Aria Chen Data Scientist
New York, NY • datascience@gmail.com • +1 4444-9999
Profile Summary
- Data Scientist with 6 years of experience building production ML and statistical systems across e-commerce search, two-sided marketplaces, and travel personalization, specializing in causal inference, production-grade modeling, and trustworthy experimentation.
- Solid technical background across modeling (PyTorch, XGBoost, scikit-learn), experimentation (A/B Testing, CUPED, Bayesian methods), data tooling (SQL, Pandas, DuckDB), production stacks (Feast, MLflow, Airflow), and cloud (AWS, GCP) with strong scripting fundamentals in Python and SQL.
- Deep expertise in causal inference, uplift modeling, calibration analysis, and fairness auditing, leveraging methodologies such as synthetic control, propensity-score matching, and stratified A/B design to deliver defensible, reproducible, and decision-grade insights.
- Engaged collaborator working cross-functionally with Product, ML Engineering, and Business teams in Agile environments, contributing to roadmap planning, experiment review, and modeling-decision retrospectives with a pragmatic, outcome-oriented mindset.
- Emerging leader who shares technical excellence and fosters a culture of statistical rigor and reproducibility through code reviews and notebooks, while leading applied-science guild sessions and authoring widely adopted experimentation templates.
Technical Skills
- Languages & Scripting:
- Python, SQL, R, Bash
- Modeling Frameworks:
- PyTorch, TensorFlow, XGBoost, LightGBM, scikit-learn
- Experimentation:
- A/B Testing, CUPED, Bayesian methods, Sequential testing
- Data Tooling:
- Pandas, DuckDB, NumPy, dbt, Spark
- MLOps & Production:
- Feast, MLflow, Airflow, Kubeflow, BentoML
- Visualization & Storytelling:
- Streamlit, Plotly, Tableau, Looker, Jupyter
- Cloud Platforms:
- AWS (S3, SageMaker, EMR), GCP (BigQuery, Vertex AI)

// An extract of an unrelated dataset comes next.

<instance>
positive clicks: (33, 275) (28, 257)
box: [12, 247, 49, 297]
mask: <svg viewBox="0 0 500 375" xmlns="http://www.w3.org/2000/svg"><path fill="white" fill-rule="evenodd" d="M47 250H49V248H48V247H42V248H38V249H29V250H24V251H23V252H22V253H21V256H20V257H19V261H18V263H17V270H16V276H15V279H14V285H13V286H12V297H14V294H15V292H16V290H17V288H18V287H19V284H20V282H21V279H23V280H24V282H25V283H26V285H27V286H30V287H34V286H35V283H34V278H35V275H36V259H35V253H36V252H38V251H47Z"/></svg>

- Statistical & Causal Methods:
- Hypothesis testing, regression, propensity scoring, causal inference
Education
Work Experience
- Own the recommendation modeling stack across 2 product squads, supporting millions of nightly bookings and 300+ concurrent experiments; lead end-to-end ownership across model design, causal validation, and production reliability within a modern ML platform.
- Designed and shipped a two-tower retrieval model in PyTorch that lifted booking conversion by 12% over the prior gradient-boosted ranking baseline; trained on 2B+ session events on distributed GPU clusters orchestrated by Ray, with feature snapshots backed by Iceberg.

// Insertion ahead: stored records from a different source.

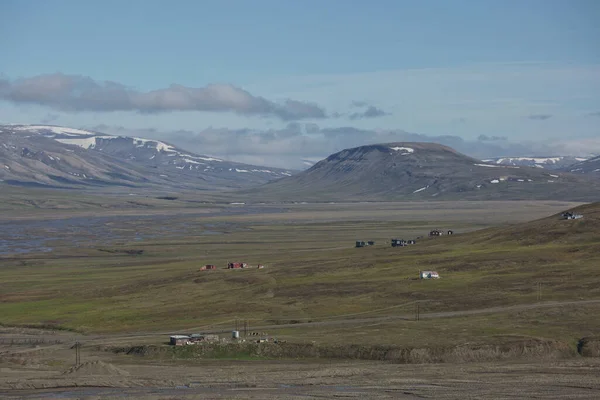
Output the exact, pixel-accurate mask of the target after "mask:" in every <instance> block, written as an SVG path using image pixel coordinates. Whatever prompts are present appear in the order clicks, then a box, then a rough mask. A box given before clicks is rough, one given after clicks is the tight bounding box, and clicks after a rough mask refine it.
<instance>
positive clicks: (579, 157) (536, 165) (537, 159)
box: [483, 156, 586, 169]
mask: <svg viewBox="0 0 600 400" xmlns="http://www.w3.org/2000/svg"><path fill="white" fill-rule="evenodd" d="M585 160H586V158H584V157H572V156H553V157H496V158H489V159H485V160H483V161H484V162H486V163H491V164H499V165H512V166H517V167H535V168H545V169H562V168H565V167H568V166H570V165H573V164H576V163H579V162H582V161H585Z"/></svg>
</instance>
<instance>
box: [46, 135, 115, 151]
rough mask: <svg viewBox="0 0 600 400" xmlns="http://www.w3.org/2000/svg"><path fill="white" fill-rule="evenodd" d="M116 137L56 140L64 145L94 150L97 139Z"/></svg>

- Designed and analyzed 40+ A/B tests across search ranking, pricing, and onboarding flows using stratified sampling, CUPED variance reduction, and Bayesian sequential testing; caught 3 confounded results before launch and tightened the detection horizon by 35%.

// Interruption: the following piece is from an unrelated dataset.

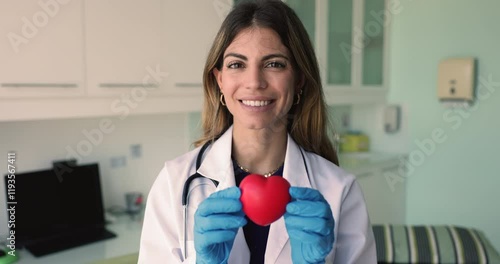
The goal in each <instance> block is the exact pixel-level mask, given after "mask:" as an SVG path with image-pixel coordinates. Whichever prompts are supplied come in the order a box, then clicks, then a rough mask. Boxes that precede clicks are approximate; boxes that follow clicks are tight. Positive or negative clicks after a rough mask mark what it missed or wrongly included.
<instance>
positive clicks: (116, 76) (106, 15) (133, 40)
mask: <svg viewBox="0 0 500 264" xmlns="http://www.w3.org/2000/svg"><path fill="white" fill-rule="evenodd" d="M176 2H177V1H176ZM161 7H162V2H161V0H143V1H136V0H86V1H85V33H86V34H85V35H86V58H87V78H88V79H87V80H88V93H89V95H116V94H119V93H129V92H131V90H132V89H134V88H141V89H142V88H145V89H143V91H144V93H142V95H144V94H149V93H161V92H162V90H161V89H160V87H161V85H160V83H162V81H163V82H164V81H165V79H166V74H165V73H162V72H164V69H163V67H162V66H163V65H161V52H162V46H161V29H162V23H163V22H162V20H161V17H162V10H161ZM155 72H157V73H156V74H155Z"/></svg>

- Built a causal-inference framework on observational booking data using propensity-score matching, difference-in-differences, and synthetic control; reattributed $8M of incremental revenue and informed a marketing-budget reallocation that lifted CAC efficiency by 18%.
- Partnered with ML Engineering to ship the recommendation model to real-time serving with Feast feature integration, shadow traffic validation, Prometheus drift dashboards, and weekly retraining DAGs on Airflow; sustained 99.95% inference availability and surfaced 11 silent distribution shifts over six quarters.
- Led the exploratory analysis on pricing fairness across host segments using Pandas, DuckDB, and Plotly; surfaced 3 systematic biases against new hosts, reframing the modeling roadmap and unlocking a $5M revenue opportunity the team had previously missed.
- Authored research notes, exec readouts, and Streamlit dashboards that translated model behavior for Product, Marketing, and Exec leadership, with 4 papers picked up as the internal reference for the search-ranking surface.
- Built and maintained 200+ production features in the shared feature store feeding hotel ranking, personalization, and fraud detection models, handling skewed distributions, target encoding for missing data, and time-leakage controls in CV folds; cut feature-engineering time per project by 55%.
- Established the model-validation rubric for ranking and classification, layering stratified CV, fairness audits across demographic slices, and reliability curves for calibration; caught overfitting in 2 production-ready candidates before launch.
- Designed a GBM ensemble for destination-search relevance, applying SHAP interpretability, time-based cross-validation, and Optuna hyperparameter tuning; lifted precision@5 by 9% over the prior heuristic baseline.
- Worked closely with Product, Marketing, and Legal across four markets and three regulatory regimes to translate model outputs into GDPR-compliant decisions, shipping shared SQL playbooks and Looker dashboards adopted by 12+ analysts.